The real problem is that each local council is different. Although nearly all the services they operate are statutory, each council chooses to do things their own way. A typical district council will have around 30 IT systems ranging from Council Tax to Electoral Registration and could expect to spend over £300,000 per annum in licence fees to their IT suppliers. On top of this, where integrations are required into a self-service web site, suppliers are charging each local authority additional fees that can sometimes amount to £30k.

This wouldn’t be so bad if the development, once funded by ‘council A’ was shared with ‘council B’ at minimal cost. But this doesn’t happen, and although the IT suppliers are not blameless here, some of the fault lies with local government itself. In its pursuit of being ‘local’ each council seems to combine the 30 or so systems in differing combinations. In 30 years of local government service I have never seen two councils have exactly the same set of systems (even those who have Shared IT services). If you try and track the decision making process that arrived at a particular combination of suppliers for a council, you will soon discover the vagaries of public sector procurement where price determines everything and value is rarely considered.

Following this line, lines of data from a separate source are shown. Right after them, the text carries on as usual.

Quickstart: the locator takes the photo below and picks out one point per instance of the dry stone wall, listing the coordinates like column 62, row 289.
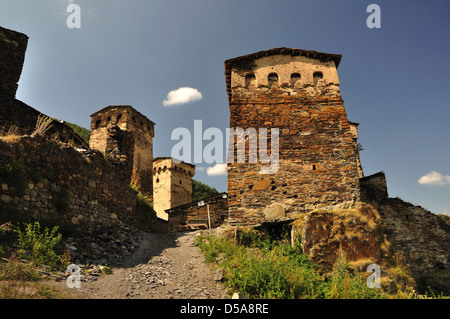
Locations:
column 43, row 180
column 297, row 92
column 193, row 215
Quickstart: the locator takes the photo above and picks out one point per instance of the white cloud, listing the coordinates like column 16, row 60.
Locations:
column 218, row 169
column 434, row 178
column 181, row 96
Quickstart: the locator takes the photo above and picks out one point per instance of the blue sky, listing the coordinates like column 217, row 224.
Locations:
column 394, row 80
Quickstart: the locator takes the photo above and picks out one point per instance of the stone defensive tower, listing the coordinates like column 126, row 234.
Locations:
column 121, row 131
column 172, row 184
column 296, row 91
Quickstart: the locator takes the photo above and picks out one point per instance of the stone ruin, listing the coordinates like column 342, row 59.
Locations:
column 294, row 90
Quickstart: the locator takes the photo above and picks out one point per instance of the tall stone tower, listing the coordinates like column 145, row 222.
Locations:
column 172, row 184
column 107, row 127
column 297, row 92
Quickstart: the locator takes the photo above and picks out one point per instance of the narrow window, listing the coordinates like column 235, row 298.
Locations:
column 316, row 77
column 250, row 79
column 294, row 78
column 273, row 77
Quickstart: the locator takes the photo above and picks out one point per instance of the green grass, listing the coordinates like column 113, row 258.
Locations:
column 266, row 269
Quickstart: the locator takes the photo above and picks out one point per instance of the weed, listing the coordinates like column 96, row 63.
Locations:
column 43, row 124
column 39, row 246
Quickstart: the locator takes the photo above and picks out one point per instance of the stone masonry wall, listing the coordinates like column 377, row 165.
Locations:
column 419, row 236
column 192, row 215
column 42, row 180
column 299, row 95
column 12, row 55
column 172, row 184
column 141, row 129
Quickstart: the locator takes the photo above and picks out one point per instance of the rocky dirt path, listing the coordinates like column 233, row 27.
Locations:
column 162, row 267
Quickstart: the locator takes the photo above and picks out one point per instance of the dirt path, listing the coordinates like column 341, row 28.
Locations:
column 163, row 267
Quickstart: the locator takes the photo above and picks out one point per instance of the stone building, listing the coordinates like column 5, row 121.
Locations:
column 172, row 184
column 201, row 214
column 296, row 91
column 106, row 125
column 16, row 116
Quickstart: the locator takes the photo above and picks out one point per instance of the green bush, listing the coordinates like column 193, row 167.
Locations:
column 345, row 284
column 279, row 273
column 273, row 269
column 40, row 246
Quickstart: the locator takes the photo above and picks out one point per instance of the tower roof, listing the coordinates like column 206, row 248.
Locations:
column 127, row 107
column 246, row 61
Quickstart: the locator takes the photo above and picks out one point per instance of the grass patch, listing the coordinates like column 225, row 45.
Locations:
column 265, row 268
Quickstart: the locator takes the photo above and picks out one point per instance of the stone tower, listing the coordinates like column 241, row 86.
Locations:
column 172, row 184
column 297, row 92
column 107, row 135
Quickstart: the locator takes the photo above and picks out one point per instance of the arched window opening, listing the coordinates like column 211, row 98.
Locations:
column 250, row 79
column 273, row 78
column 294, row 78
column 316, row 77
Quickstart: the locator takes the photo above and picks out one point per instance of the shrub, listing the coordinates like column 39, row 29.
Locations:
column 39, row 246
column 259, row 273
column 345, row 284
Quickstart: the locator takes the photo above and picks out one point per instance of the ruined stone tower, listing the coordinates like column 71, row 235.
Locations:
column 296, row 91
column 120, row 131
column 172, row 184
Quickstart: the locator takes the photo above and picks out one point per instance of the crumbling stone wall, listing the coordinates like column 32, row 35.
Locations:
column 420, row 237
column 172, row 184
column 16, row 116
column 43, row 180
column 12, row 55
column 297, row 92
column 192, row 216
column 141, row 129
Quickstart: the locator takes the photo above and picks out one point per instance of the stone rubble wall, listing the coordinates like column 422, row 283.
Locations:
column 318, row 160
column 65, row 185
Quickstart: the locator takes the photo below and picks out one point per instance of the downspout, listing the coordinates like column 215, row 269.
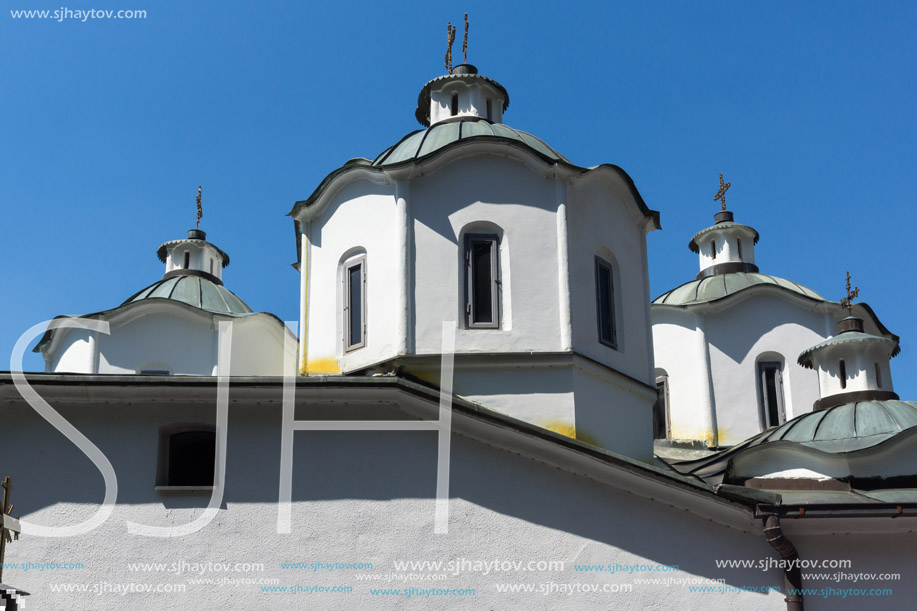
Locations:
column 792, row 574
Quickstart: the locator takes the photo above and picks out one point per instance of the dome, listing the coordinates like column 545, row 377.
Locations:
column 717, row 287
column 847, row 427
column 195, row 291
column 424, row 142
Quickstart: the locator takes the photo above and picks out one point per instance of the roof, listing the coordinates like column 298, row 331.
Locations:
column 847, row 427
column 721, row 286
column 421, row 143
column 165, row 247
column 196, row 291
column 423, row 99
column 848, row 337
column 737, row 227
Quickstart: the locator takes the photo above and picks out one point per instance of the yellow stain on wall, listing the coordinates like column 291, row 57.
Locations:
column 327, row 365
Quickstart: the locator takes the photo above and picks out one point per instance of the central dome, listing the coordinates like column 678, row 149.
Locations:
column 424, row 142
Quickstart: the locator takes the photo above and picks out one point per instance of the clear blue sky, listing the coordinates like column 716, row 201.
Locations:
column 110, row 125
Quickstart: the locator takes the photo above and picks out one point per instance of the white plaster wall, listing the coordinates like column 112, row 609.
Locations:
column 360, row 497
column 361, row 216
column 599, row 222
column 199, row 259
column 472, row 102
column 164, row 335
column 505, row 193
column 678, row 351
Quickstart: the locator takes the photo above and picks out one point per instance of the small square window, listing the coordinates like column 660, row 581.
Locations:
column 187, row 458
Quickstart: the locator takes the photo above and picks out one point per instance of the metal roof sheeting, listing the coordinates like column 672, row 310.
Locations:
column 723, row 285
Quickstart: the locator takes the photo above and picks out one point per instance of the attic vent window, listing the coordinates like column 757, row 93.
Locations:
column 187, row 458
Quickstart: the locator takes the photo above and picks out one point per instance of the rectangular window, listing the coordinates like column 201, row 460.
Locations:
column 605, row 302
column 355, row 304
column 771, row 376
column 482, row 281
column 661, row 410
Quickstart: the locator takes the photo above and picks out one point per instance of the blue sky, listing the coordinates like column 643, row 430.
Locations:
column 110, row 125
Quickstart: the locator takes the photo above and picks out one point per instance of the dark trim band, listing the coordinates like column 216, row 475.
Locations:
column 727, row 268
column 854, row 396
column 192, row 272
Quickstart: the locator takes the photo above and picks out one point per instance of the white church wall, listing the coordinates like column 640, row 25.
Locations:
column 680, row 355
column 162, row 333
column 470, row 193
column 600, row 223
column 504, row 507
column 760, row 327
column 361, row 219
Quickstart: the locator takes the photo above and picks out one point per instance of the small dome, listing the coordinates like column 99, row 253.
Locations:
column 195, row 291
column 847, row 427
column 724, row 285
column 424, row 142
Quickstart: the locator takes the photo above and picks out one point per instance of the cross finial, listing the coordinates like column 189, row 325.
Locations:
column 450, row 38
column 847, row 301
column 721, row 194
column 6, row 508
column 465, row 41
column 200, row 210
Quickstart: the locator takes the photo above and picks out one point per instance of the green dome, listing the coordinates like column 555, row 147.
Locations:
column 724, row 285
column 424, row 142
column 195, row 291
column 847, row 427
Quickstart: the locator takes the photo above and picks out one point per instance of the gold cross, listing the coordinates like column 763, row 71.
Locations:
column 465, row 41
column 721, row 194
column 847, row 302
column 6, row 509
column 200, row 210
column 450, row 38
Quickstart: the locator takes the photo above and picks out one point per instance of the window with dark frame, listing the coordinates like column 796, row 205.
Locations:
column 661, row 409
column 482, row 282
column 605, row 302
column 189, row 458
column 355, row 303
column 770, row 374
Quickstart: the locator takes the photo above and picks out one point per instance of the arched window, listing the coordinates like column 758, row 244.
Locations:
column 605, row 299
column 187, row 455
column 354, row 302
column 482, row 281
column 662, row 427
column 770, row 391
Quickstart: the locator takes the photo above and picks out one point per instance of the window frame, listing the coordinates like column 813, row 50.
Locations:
column 762, row 367
column 495, row 281
column 601, row 264
column 349, row 264
column 164, row 461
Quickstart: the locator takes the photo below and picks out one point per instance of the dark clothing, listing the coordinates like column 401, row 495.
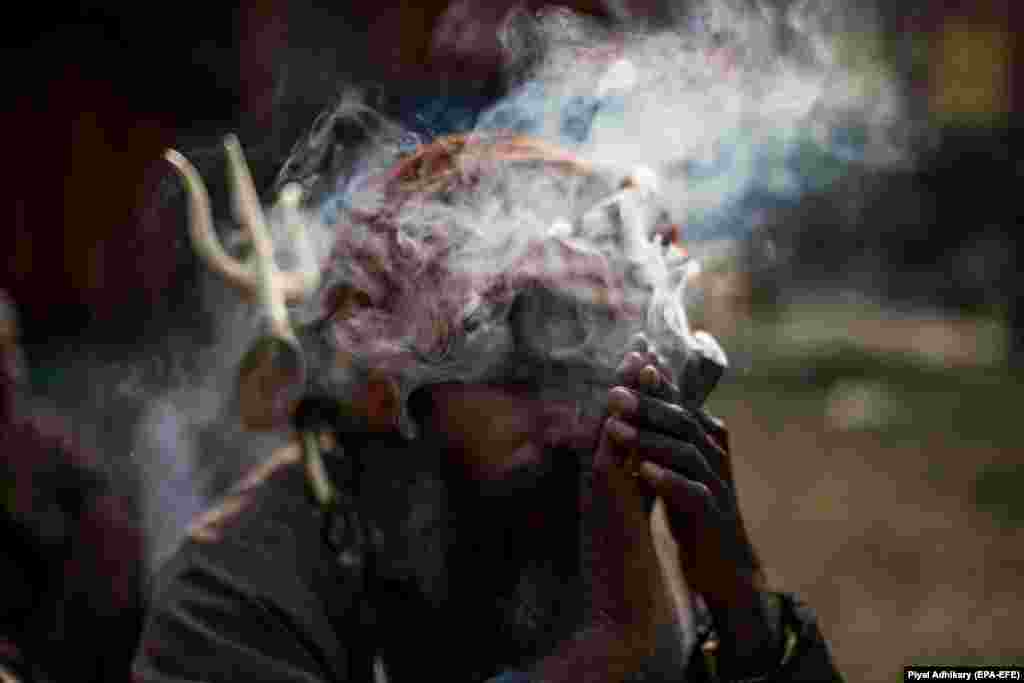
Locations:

So why should each council have a different system for each of its services? I am not claiming that Universal Credit is an outstanding success (either in its implementation or the social impact it is beginning to have) but surely one national system for a national service makes sense in cost terms. Being of the age where I lived through implementing Unified Housing Benefit, which became known as Housing Benefit, I saw the colossal cost of dismantling a national system and creating local systems in the early 80s. Maybe some joined up thinking will prevail and see the number of systems rationalised in some way, but I suspect that this won’t happen unless there is some form of ‘coercion by government, either by taking systems away from councils, or, perhaps more likely, by taking more money away. The Budget announcements on Small Business Rate Relief could set an ominous precedent.

But what about what the citizen wants? Undoubtedly they will want 24/7 service for transactional type services such as payment of Penalty Charge Notices, Bulky Waste Items etc. but perhaps they should be asked?

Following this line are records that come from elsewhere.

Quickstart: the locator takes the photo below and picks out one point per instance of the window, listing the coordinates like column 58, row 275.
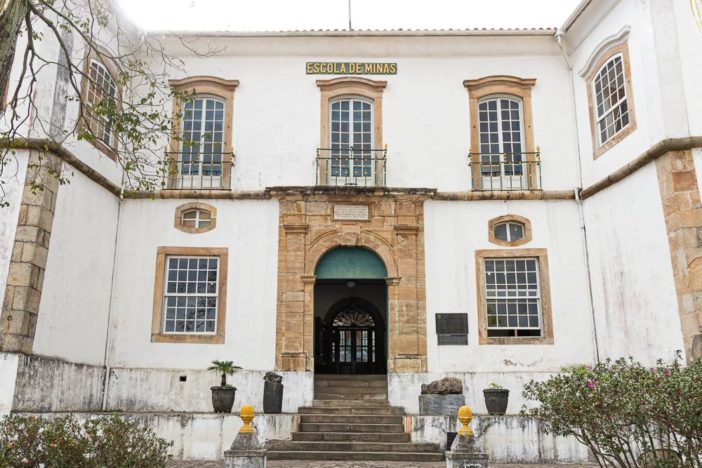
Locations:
column 351, row 149
column 195, row 218
column 509, row 230
column 513, row 297
column 502, row 156
column 189, row 297
column 608, row 79
column 101, row 93
column 201, row 155
column 612, row 111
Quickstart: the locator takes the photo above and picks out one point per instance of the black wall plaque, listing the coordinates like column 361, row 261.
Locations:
column 453, row 339
column 452, row 324
column 452, row 329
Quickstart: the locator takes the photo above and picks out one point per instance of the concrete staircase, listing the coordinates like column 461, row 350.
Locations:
column 352, row 420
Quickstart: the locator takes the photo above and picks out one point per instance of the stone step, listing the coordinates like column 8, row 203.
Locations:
column 356, row 403
column 350, row 419
column 350, row 390
column 354, row 446
column 336, row 383
column 351, row 377
column 356, row 456
column 328, row 395
column 350, row 427
column 351, row 437
column 374, row 410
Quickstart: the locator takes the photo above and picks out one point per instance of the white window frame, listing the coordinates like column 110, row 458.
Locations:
column 200, row 180
column 93, row 83
column 606, row 112
column 362, row 180
column 167, row 294
column 503, row 180
column 533, row 295
column 198, row 218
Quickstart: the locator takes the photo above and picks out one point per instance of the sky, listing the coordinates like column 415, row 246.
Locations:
column 285, row 15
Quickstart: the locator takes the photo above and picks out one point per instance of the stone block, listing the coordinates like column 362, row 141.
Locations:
column 440, row 405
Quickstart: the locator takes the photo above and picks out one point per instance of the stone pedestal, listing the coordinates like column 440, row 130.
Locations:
column 245, row 452
column 463, row 454
column 440, row 405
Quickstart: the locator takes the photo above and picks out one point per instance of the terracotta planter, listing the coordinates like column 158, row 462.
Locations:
column 223, row 399
column 496, row 400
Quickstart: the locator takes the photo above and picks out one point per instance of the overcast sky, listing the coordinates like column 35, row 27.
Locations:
column 283, row 15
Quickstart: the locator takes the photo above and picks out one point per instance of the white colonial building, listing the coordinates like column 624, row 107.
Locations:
column 492, row 205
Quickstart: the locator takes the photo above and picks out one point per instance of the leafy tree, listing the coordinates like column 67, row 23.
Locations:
column 55, row 40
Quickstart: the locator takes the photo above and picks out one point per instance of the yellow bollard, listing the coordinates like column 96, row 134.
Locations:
column 465, row 416
column 246, row 414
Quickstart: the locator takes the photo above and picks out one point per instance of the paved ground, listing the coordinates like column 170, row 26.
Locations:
column 339, row 464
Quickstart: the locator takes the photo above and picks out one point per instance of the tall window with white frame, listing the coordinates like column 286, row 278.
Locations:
column 101, row 94
column 202, row 143
column 501, row 141
column 512, row 297
column 190, row 302
column 611, row 106
column 351, row 138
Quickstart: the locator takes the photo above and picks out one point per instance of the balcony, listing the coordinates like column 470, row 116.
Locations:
column 191, row 170
column 505, row 171
column 348, row 167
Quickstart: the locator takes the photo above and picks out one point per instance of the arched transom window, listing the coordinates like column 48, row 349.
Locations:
column 351, row 138
column 501, row 136
column 202, row 142
column 609, row 89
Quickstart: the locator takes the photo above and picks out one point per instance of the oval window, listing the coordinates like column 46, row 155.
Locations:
column 196, row 218
column 509, row 231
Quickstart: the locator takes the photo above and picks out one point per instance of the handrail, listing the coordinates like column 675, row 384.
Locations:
column 505, row 171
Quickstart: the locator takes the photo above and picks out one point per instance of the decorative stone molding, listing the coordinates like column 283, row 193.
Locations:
column 308, row 231
column 507, row 218
column 178, row 218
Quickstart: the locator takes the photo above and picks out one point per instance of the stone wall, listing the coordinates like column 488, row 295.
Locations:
column 680, row 195
column 394, row 231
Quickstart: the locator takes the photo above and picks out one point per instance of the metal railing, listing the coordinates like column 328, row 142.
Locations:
column 505, row 171
column 351, row 167
column 192, row 170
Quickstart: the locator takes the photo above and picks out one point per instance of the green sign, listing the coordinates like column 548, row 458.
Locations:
column 350, row 68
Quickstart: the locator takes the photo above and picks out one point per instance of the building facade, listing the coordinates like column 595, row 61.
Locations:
column 487, row 204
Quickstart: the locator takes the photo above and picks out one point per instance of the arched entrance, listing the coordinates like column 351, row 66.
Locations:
column 350, row 298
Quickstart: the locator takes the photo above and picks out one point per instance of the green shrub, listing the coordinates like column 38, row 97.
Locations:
column 27, row 442
column 627, row 414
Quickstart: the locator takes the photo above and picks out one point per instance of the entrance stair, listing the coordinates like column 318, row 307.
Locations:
column 351, row 419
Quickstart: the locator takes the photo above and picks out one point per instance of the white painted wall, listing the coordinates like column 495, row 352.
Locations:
column 632, row 276
column 425, row 106
column 600, row 21
column 11, row 186
column 8, row 377
column 453, row 232
column 75, row 297
column 249, row 229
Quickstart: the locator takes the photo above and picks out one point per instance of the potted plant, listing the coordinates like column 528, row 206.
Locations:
column 496, row 399
column 223, row 396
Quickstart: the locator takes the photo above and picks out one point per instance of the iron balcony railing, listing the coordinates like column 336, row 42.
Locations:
column 199, row 170
column 505, row 171
column 351, row 167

I am sure that councils have been consulting with their customers over a number of years, but I haven’t really seen many use Social Media effectively to engage with the growing number of customers who expect other, non-council services delivered in this way.

From my research over the last year, most councils are using social media to ‘broadcast’ their messages to anyone who might be listening, rather than using it to engage people in a conversation.

Maybe, if we changed ‘Talking into Listening’ we might find out what our customers really want and stop joining systems up, just because we can. I will save this discussion for next time.

Enjoy Easter

Tony

1 comment:

Ian Evans said...

Hi Tony, I agree with most of what you say. I think digital self service will only achieve so much and needs to be part of a service redesign menu that digitises and harmonises processes to take away the manual interventions that breed unnecessary cost and poor citizen experience. I still don't understand why LA's deliver duplicated services that need to bespoked per LA, with each one doing it independently of the next. I could go on..... all the best Ian Evans.